What’s the most number one singles from one classic rock album?

Forget classic rock; pop hegemony is real, and if we look at the charts across time, the consensus in the industry is that pop sells.

We needn’t really look further for the reason why so many iconic alternative bands have wandered into pop territory (Bring Me The Horizon, Maroon 5, Fall Out Boy): cash, baby. A 13-minute epic about an iridescent diamond isn’t quite going to appeal to the masses, is it, and instead, we have kitsch pop classics written by bozos who have championed AI for years.
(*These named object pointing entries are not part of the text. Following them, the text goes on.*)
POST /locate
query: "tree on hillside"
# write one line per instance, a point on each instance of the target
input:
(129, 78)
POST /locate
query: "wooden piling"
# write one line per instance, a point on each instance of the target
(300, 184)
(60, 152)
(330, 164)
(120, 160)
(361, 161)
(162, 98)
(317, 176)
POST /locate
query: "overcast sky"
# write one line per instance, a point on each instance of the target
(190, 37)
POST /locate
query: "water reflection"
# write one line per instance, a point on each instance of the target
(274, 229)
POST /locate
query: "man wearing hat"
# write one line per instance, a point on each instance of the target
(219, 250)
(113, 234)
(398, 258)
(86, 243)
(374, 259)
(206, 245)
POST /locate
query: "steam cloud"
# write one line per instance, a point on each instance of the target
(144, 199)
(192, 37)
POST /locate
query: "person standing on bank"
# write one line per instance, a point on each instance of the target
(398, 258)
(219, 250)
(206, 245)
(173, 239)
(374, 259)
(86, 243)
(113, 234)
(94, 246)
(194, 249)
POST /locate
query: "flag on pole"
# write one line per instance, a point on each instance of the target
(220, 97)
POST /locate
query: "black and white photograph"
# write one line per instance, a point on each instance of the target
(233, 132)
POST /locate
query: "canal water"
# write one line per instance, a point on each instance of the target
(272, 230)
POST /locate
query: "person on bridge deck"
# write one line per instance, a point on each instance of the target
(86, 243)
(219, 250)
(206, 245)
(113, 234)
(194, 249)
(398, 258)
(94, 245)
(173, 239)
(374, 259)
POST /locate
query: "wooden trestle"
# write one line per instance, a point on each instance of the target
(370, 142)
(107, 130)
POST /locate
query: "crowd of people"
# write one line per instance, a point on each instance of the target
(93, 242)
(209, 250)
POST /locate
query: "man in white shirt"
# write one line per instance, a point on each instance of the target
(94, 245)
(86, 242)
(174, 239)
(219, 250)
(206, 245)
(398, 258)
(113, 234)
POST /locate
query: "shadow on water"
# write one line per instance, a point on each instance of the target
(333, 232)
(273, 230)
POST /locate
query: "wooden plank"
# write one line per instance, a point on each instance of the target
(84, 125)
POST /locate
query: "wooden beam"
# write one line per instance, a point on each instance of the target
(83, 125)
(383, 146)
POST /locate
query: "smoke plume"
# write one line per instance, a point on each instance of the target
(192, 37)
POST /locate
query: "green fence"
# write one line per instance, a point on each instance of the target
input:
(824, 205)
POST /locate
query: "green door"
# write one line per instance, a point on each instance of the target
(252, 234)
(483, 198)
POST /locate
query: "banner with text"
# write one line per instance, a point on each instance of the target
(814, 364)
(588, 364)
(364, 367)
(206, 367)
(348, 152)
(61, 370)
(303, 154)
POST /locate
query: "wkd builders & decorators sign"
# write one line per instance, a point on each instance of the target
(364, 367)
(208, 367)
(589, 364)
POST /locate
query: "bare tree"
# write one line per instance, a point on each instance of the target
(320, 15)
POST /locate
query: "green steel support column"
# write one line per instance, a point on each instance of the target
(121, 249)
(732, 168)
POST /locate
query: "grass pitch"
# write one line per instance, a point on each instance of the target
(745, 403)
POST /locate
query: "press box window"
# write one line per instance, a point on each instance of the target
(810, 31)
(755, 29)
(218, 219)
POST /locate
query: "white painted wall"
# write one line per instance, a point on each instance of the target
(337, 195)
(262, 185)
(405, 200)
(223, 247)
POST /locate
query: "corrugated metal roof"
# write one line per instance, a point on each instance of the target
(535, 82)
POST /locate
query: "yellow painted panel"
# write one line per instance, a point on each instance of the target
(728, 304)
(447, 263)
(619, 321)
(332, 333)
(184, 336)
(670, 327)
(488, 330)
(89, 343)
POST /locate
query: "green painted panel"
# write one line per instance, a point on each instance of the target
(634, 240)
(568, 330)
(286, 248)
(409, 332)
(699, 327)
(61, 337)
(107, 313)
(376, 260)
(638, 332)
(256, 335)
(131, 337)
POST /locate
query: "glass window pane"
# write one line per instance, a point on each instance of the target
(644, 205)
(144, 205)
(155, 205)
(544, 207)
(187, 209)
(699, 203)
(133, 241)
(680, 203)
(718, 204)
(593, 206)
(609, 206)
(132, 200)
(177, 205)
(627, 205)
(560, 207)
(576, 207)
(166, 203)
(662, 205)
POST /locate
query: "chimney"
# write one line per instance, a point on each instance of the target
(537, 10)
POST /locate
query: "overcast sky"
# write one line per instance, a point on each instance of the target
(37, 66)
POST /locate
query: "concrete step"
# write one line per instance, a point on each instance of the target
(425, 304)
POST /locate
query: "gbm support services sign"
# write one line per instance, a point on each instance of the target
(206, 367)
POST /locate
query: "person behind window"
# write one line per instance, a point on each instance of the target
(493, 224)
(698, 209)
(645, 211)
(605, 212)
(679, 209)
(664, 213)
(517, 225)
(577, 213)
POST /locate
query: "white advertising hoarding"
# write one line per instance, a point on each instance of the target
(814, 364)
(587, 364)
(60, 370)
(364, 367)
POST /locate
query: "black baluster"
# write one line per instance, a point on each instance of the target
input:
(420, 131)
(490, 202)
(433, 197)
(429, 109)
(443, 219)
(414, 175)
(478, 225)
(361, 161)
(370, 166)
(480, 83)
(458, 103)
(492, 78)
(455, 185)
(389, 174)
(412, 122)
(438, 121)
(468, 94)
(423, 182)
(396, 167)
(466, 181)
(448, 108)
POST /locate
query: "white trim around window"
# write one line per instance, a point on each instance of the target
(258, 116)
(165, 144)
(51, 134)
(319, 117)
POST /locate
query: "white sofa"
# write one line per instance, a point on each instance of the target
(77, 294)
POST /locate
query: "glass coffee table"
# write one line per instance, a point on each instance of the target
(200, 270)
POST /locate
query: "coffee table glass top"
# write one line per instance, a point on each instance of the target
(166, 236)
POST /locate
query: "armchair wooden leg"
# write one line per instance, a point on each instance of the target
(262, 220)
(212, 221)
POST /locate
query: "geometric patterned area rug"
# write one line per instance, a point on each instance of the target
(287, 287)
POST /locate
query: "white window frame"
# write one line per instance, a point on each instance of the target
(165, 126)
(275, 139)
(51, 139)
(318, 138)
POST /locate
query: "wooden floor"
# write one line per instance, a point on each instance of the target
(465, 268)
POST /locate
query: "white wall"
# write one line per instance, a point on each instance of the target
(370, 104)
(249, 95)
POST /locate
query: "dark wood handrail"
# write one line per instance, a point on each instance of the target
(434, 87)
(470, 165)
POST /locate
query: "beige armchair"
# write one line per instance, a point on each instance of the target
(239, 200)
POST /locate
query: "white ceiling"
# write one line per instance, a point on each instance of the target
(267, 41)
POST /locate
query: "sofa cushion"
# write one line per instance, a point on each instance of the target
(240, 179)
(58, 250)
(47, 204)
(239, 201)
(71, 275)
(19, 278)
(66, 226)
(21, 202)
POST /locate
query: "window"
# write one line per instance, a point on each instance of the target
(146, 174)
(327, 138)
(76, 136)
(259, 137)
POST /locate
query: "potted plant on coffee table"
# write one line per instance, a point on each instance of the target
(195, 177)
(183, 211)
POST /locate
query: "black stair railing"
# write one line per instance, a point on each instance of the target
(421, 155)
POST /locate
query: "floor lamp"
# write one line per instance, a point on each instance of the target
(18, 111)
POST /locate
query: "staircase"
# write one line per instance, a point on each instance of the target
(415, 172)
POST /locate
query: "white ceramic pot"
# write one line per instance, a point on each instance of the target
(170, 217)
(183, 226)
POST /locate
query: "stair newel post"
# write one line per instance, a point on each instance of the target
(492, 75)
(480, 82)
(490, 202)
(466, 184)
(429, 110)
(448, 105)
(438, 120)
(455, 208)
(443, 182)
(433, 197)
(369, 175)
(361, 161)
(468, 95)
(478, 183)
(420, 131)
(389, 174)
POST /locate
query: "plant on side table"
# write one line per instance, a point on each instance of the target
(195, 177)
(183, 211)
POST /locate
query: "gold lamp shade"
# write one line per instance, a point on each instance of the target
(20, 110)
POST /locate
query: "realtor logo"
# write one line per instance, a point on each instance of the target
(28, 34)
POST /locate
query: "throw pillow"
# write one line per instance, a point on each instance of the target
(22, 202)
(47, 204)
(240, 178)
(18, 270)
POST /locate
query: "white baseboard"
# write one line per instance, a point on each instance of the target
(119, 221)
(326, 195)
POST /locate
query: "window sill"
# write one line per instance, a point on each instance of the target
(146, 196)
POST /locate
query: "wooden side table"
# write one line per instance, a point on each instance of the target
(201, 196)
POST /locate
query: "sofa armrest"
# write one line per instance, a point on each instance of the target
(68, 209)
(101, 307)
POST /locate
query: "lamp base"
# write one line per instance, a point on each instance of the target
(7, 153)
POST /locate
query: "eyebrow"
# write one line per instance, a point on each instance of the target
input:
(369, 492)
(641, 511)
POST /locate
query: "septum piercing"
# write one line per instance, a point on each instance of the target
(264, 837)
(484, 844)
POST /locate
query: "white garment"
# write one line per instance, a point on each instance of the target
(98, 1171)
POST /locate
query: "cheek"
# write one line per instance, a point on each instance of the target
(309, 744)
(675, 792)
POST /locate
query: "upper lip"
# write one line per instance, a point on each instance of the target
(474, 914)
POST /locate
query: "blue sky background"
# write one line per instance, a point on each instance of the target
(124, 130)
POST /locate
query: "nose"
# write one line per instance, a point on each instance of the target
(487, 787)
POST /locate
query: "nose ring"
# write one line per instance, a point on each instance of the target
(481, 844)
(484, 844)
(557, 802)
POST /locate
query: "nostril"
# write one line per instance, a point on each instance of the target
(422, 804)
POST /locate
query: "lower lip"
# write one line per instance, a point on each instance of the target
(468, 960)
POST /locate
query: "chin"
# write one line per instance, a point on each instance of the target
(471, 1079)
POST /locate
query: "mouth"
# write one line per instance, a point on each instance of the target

If we consider the albums out there that have gained top-spot privilege, we’d have a smorgasbord of cheese, cringe, and some quiet pop gems, but we can go further than that and look at the albums that have had the most number-one singles and the kinds of work that we are contending with when we think about the multi-headed dragon guarding the pop-chart ladders.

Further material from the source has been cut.